PRDX6 knockdown sensitizes multiple myeloma cells to ferroptosis through inactivation of the PI3K/AKT pathway.

Background: This study probes into the impact and mechanisms of PRDX6 on ferroptosis multiple myeloma (MM).

Research design and methods: PRDX6 expression in MM cells were determined using Western blotting and qRT-PCR. MM cells were treated with pLKO-shPRDX6 vectors expressing PRDX6 shRNA alone or in combination with Erastin/ferrostatin-1 (ferroptosis activator/inhibitor) or 740Y-P (PI3K/AKT pathway activator). Cell viability, apoptosis, Fe²⁺ concentration, and ROS levels were examined using CCK-8, flow cytometric analysis, iron ion detection, and DCFH-DA assay, and ELISA. Malondialdehyde (MDA) and glutathione (GSH) levels were tested with ELISA, and SLC7A11 and GPX4 levels were measured with Western blotting.

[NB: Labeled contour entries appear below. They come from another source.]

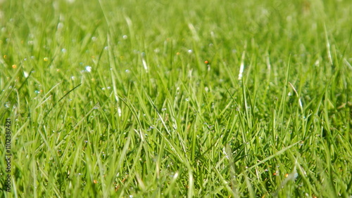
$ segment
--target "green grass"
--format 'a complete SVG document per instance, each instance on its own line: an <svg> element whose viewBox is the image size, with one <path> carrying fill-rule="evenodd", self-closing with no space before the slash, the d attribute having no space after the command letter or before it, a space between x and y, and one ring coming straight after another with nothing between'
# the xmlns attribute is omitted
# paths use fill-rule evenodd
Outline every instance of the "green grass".
<svg viewBox="0 0 352 198"><path fill-rule="evenodd" d="M187 1L2 3L0 197L351 196L350 1Z"/></svg>

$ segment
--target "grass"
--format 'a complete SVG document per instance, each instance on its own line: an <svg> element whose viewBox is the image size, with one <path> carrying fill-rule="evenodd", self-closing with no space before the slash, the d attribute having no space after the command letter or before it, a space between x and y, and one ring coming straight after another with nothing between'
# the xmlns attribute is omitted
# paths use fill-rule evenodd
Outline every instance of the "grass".
<svg viewBox="0 0 352 198"><path fill-rule="evenodd" d="M242 1L1 3L1 197L350 197L352 5Z"/></svg>

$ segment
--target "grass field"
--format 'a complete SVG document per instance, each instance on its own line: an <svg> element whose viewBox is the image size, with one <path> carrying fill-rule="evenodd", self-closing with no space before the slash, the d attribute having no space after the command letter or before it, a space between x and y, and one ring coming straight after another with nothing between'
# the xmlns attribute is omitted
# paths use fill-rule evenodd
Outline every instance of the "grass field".
<svg viewBox="0 0 352 198"><path fill-rule="evenodd" d="M351 197L351 1L1 1L1 197Z"/></svg>

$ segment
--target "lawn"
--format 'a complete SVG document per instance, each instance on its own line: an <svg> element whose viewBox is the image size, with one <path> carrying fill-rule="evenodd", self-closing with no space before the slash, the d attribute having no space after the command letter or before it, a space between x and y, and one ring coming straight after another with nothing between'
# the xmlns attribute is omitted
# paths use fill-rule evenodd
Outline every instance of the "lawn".
<svg viewBox="0 0 352 198"><path fill-rule="evenodd" d="M0 1L1 197L352 196L350 0Z"/></svg>

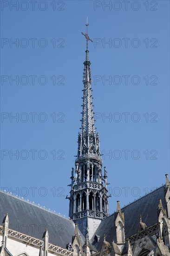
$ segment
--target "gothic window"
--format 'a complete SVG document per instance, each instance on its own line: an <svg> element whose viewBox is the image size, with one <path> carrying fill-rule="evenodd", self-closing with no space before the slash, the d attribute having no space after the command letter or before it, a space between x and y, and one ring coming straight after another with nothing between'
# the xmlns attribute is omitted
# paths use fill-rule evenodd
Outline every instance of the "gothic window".
<svg viewBox="0 0 170 256"><path fill-rule="evenodd" d="M76 245L74 248L74 253L73 255L74 256L79 256L79 248L77 245Z"/></svg>
<svg viewBox="0 0 170 256"><path fill-rule="evenodd" d="M105 199L104 197L102 198L102 211L105 212Z"/></svg>
<svg viewBox="0 0 170 256"><path fill-rule="evenodd" d="M150 250L146 248L143 248L137 256L147 256L148 254L150 252Z"/></svg>
<svg viewBox="0 0 170 256"><path fill-rule="evenodd" d="M81 210L85 211L86 209L86 195L84 192L81 198Z"/></svg>
<svg viewBox="0 0 170 256"><path fill-rule="evenodd" d="M95 202L96 211L99 212L100 211L100 198L98 193L97 193L96 195Z"/></svg>
<svg viewBox="0 0 170 256"><path fill-rule="evenodd" d="M163 236L163 218L162 218L159 222L160 232L160 236L161 237Z"/></svg>
<svg viewBox="0 0 170 256"><path fill-rule="evenodd" d="M86 182L87 180L87 165L85 165L85 176L84 176L84 181Z"/></svg>
<svg viewBox="0 0 170 256"><path fill-rule="evenodd" d="M124 243L124 232L122 223L119 222L117 229L117 242L120 243Z"/></svg>
<svg viewBox="0 0 170 256"><path fill-rule="evenodd" d="M90 166L90 181L92 182L92 164Z"/></svg>
<svg viewBox="0 0 170 256"><path fill-rule="evenodd" d="M83 182L84 175L84 166L83 166L81 168L81 182Z"/></svg>
<svg viewBox="0 0 170 256"><path fill-rule="evenodd" d="M94 196L93 193L91 192L89 195L89 210L94 210Z"/></svg>
<svg viewBox="0 0 170 256"><path fill-rule="evenodd" d="M167 230L165 230L164 233L163 241L165 245L167 245L169 244L169 237Z"/></svg>
<svg viewBox="0 0 170 256"><path fill-rule="evenodd" d="M94 165L93 167L93 181L96 182L96 166Z"/></svg>
<svg viewBox="0 0 170 256"><path fill-rule="evenodd" d="M79 194L77 195L76 197L76 212L78 212L80 211L80 195Z"/></svg>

Results: PRDX6 expression was sharply increased in MM cells (p < 0.01). Silencing of PRDX6 sensitized MM cells to ferroptosis, as indicated by elevated Fe²⁺, ROS, and MDA levels but decreased GSH, SLC7A11, and GPX4 levels (p < 0.05), and these trends were neutralized by 740Y-P treatment. Furthermore, PRDX6 knockdown lowered the levels of PI3K/AKT pathway-associated molecules (p < 0.05).

Conclusions: PRDX6 knockdown may exert pro-ferroptotic effects through inactivation of the PI3K/AKT pathway, underlying an appealing therapeutic target for MM.